DIMENSIONS: height 17 cm × diameter 10.2 cm × width 3 cm
MATERIAL: maiolica coated with white glaze and painted
This small maiolica jug was made from an ivory-coloured clay body. The base was then coated with a white glaze. Today, its original colours appear altered by a dull grey patina caused by chemical reactions with sulfur compounds present in the well where it was found. These deposits also affected the decorative pigments applied over the glaze, muting the brilliance of the original colours.
Its shape reflects the model used for most Montelupo jugs produced between the late 16th and early 17th centuries. It features a flared disk-shaped foot supporting an ovoid body, topped by a short neck, a trilobed mouth with a flat rim and a ribbon handle.
The decoration, common to most Montelupo artefacts, follows a compositional scheme featuring: a central medallion containing various figurative motifs covering the entire oval field, while animal and phytomorphic ornaments occupy the remaining surface areas of the jug, with the prevalence of a stylized “Persian palmette” motif.

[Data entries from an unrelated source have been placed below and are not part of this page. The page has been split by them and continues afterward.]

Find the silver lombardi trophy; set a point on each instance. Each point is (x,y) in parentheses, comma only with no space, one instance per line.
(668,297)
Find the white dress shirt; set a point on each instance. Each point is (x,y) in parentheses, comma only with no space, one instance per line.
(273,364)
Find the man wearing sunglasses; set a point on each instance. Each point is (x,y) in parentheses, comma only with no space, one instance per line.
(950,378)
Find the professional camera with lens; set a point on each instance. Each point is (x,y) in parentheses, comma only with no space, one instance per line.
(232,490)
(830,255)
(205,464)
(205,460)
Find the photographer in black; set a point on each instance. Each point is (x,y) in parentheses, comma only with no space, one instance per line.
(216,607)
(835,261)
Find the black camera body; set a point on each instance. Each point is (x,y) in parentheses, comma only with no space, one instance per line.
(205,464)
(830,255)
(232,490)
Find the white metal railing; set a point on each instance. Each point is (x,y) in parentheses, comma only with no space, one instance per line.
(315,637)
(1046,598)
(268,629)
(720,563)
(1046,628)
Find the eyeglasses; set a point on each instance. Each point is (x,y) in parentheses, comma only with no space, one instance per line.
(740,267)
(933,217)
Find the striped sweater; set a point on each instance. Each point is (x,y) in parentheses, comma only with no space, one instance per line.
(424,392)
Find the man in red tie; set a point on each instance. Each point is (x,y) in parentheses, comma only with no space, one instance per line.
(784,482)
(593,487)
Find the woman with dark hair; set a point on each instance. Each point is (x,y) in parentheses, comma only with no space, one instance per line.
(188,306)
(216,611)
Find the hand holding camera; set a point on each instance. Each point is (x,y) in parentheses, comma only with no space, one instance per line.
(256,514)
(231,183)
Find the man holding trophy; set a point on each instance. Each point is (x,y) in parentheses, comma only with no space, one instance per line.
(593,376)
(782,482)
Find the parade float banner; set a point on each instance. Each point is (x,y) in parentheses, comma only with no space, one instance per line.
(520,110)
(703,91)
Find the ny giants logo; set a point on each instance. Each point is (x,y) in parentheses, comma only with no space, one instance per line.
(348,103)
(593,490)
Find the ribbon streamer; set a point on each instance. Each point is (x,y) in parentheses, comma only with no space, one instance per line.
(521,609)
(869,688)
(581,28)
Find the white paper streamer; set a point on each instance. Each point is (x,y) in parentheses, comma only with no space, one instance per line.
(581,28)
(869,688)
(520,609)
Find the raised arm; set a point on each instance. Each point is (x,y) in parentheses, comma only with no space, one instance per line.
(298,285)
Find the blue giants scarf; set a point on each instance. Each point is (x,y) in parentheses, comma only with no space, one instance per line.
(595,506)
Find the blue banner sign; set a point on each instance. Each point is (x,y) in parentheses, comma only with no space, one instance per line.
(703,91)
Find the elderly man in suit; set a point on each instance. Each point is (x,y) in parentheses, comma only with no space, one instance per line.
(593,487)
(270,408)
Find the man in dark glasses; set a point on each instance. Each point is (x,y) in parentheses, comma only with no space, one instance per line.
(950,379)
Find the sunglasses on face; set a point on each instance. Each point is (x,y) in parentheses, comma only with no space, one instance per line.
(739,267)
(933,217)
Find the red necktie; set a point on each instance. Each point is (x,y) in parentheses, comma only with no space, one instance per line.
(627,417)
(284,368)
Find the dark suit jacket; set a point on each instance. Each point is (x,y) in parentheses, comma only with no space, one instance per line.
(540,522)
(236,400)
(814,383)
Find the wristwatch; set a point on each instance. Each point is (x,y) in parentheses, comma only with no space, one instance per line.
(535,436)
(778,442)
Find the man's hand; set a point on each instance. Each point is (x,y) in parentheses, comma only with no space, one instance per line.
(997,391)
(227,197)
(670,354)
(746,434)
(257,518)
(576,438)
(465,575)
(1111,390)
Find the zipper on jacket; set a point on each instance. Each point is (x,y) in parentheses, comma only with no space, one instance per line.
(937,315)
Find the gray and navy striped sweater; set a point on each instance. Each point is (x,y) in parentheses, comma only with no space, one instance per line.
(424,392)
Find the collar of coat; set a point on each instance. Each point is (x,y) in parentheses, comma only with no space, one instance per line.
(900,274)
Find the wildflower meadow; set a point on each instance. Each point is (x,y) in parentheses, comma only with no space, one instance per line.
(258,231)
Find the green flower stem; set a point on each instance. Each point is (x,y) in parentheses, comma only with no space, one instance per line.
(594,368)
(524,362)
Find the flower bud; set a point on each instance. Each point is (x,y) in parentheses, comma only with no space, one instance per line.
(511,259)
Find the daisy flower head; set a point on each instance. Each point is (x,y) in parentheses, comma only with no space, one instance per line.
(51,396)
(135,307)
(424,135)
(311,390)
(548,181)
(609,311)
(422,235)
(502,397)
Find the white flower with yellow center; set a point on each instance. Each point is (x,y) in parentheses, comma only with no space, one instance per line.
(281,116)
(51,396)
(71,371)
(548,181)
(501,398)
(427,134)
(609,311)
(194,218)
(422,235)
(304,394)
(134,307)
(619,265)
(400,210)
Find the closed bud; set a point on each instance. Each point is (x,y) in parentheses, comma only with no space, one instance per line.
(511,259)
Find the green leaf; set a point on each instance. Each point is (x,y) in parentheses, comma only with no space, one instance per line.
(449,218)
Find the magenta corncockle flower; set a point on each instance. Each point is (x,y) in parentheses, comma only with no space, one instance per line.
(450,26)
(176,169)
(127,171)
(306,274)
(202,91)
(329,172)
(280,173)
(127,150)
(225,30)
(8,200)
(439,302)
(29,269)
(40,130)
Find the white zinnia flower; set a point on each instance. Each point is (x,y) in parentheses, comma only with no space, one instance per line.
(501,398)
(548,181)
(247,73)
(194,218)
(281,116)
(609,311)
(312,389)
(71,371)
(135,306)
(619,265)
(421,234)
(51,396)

On the jug, the decoration within the medallion, outlined by a black painted oval, a “house” motif appears, typical of Western tradition. At the centre of the scene stands a house with a pitched roof, shown in side view, at a slight three-quarter angle and with only a barely suggested sense of perspective. The contours of the building, strongly emphasized by black outlining, give way to a polychrome treatment in which the white façade alternates with light blue pictorial accents, employed to denote two doors and a window on the central axis, to generate a sense of depth, and to define the pitched lines of the brown roof. The house occupies almost the entire oval surface, partially ‘concealing’ a cylindrical architectural form on the reverse, where small arrow-slit windows are depicted. The building stands on a a layer of green colouration, perhaps representing a meadow, giving way to a sky/azure blue horizon line beyond which a yellow-coloured background stands out. The oval medallion is bordered in ferraccia yellow outlined in brown.
Comparable artefacts have been found in Prato, Rome, Genoa and Florence, and are also preserved in the International Museum of Ceramics in Faenza and in collections in the Netherlands. The decorative style and the presence of the mark “R°” - only partially legible on this jug - suggest a dating between the late 16th and early 17th centuries.
When discovered, the jug was in good condition and required only minimal restoration, limited to repairing small chips on the foot and a minor flake missing from the body.